Nick shrugged. "More power. As silly as it sounds, I think the Dealer's ego is such that his only aspiration is to be the most powerful man on earth. It's not so rare — Hitler, Charlemagne, Napoleon — they all had the same ego."
"That's amazing."
"Yeah, it is," Nick said, heaving himself to his feet. "But now that we know who Ganicek really is,
and the fact that we have the diaries, it shouldn't be too difficult to stop him at Bern.
"No," Hela said, her eyes flickering over the tied bundle as Nick picked it up, "it shouldn't."
"I'm going to grab a shower and get some rest. We'll leave in the morning. There's no rush now."
Nick left her, glass in hand, staring at the coffee table, at the spot where the papers had been sitting.
For almost a half hour, Nick stood beneath the steaming spray of the shower head, relaxing, soaping himself. When he finally emerged, drying himself with a large, fluffy European towel, she was lying across the bed.
"Since we're not leaving until morning," she said, tossing her hair away from her forehead, "I thought we might as well make use of the night."
She looked up. She was cool, every inch the voluptuous siren as her dark eyes locked onto his gaze, issuing their own kind of challenge.
Nick smiled, and she smiled in return. "I don't know if I'm up to it," he said.

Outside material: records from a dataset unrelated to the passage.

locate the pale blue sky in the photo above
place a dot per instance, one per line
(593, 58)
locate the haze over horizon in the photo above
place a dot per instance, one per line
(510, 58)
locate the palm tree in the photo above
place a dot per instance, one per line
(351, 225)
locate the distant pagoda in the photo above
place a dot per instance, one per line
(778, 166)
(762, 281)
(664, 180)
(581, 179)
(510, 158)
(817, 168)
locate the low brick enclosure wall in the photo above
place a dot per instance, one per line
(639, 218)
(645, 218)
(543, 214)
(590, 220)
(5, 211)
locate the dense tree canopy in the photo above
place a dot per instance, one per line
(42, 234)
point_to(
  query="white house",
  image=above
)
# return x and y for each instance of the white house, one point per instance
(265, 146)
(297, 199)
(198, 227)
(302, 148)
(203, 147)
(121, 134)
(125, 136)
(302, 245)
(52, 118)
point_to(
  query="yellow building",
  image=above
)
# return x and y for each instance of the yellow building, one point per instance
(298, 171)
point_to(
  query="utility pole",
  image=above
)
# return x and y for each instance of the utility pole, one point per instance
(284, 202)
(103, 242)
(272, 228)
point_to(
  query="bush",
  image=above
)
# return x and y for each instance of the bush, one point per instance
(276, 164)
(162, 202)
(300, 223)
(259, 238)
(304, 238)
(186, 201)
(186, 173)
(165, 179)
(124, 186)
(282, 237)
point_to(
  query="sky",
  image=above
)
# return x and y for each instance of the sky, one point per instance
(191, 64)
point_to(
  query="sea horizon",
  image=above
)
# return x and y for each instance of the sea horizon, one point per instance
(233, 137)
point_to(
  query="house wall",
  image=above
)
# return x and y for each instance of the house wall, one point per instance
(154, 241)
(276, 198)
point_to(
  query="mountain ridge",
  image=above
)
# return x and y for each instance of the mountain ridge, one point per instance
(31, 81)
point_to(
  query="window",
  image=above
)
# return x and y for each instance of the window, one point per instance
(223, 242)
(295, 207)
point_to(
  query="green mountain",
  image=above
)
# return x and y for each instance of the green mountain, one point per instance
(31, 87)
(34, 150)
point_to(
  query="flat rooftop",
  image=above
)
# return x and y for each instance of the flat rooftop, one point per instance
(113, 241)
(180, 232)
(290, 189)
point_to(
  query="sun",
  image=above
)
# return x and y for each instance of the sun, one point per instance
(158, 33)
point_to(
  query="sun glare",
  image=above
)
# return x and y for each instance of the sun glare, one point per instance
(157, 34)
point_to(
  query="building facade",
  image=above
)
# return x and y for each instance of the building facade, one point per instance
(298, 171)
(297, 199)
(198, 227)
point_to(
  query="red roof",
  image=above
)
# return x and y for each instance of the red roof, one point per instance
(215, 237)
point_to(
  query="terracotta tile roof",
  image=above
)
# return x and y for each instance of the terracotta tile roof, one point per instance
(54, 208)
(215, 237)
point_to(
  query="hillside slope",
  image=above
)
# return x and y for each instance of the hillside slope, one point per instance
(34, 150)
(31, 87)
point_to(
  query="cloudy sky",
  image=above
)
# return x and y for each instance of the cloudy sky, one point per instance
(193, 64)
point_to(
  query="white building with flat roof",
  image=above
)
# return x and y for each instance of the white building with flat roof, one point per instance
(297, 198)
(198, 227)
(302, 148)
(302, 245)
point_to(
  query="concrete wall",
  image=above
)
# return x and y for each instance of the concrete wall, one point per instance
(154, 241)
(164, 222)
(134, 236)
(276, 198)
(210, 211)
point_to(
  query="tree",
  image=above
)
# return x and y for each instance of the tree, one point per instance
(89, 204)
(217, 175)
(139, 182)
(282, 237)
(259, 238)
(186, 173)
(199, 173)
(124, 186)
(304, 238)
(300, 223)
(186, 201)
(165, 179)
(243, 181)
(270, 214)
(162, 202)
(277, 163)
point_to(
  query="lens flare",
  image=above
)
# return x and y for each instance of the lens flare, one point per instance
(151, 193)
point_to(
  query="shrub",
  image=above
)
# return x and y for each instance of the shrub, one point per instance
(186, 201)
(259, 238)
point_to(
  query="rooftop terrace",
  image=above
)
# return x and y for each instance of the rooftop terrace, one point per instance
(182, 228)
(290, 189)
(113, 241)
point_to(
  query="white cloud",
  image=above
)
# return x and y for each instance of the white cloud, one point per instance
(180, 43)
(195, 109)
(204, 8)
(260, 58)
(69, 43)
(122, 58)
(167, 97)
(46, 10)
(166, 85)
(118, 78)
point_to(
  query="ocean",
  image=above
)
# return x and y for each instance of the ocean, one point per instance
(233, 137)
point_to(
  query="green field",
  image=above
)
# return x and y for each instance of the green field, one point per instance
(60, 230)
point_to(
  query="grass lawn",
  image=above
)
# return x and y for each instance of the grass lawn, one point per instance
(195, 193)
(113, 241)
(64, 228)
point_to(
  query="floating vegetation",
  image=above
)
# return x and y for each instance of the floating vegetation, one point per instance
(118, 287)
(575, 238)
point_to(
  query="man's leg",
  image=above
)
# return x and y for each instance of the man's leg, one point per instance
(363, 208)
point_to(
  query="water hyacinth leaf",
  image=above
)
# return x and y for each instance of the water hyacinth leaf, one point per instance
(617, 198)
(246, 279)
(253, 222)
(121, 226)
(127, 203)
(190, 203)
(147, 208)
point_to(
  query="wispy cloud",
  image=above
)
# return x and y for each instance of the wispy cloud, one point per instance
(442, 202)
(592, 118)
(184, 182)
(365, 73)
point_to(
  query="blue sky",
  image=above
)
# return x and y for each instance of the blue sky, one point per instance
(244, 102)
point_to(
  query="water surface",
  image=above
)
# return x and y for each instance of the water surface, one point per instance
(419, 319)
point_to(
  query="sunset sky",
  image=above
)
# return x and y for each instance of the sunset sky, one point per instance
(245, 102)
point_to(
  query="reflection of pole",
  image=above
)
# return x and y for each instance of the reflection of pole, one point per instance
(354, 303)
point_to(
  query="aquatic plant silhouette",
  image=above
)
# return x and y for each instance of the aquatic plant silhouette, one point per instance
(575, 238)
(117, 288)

"All men, Nick, are up to it with the right provocation." She only moved slightly, but it was enough to make her bare breasts dance, to make her hips and thighs evoke desire.
Nick dropped the towel and eased himself onto the bed. She moved against him, all warmth, all steaming woman, all Cheshire cat with the smile on her sensual lips.
"You are a marvelous lover, Nick. Make me a woman who can accept love. I told you it would be better in Berlin."
"Yes, you did."
He kissed her, letting his tongue run along her lips and then delve into her waiting, warm mouth. Her breast was warm in his hand, firm yet soft at the same time. Her thighs captured one of his legs and she began to move against him.
His lips moved over her ear and down her throat to her shoulder. He felt her hand slide up his side, her nails tickling his flesh.
"Love me, Nick, hurt me! Not too much, just a little — like this."
He felt the nails start to bite into his buttocks. As casually as he could, Nick captured the hand before its deadly talons could break the flesh.
He knew he wouldn't be able to take this all the way, to actually make love to her. But he had managed enough foreplay to make it convincing.
"It's going to be quite an ego trip for me," he growled, bringing her hand up to his lips. "Beating the Dealer, watching him die."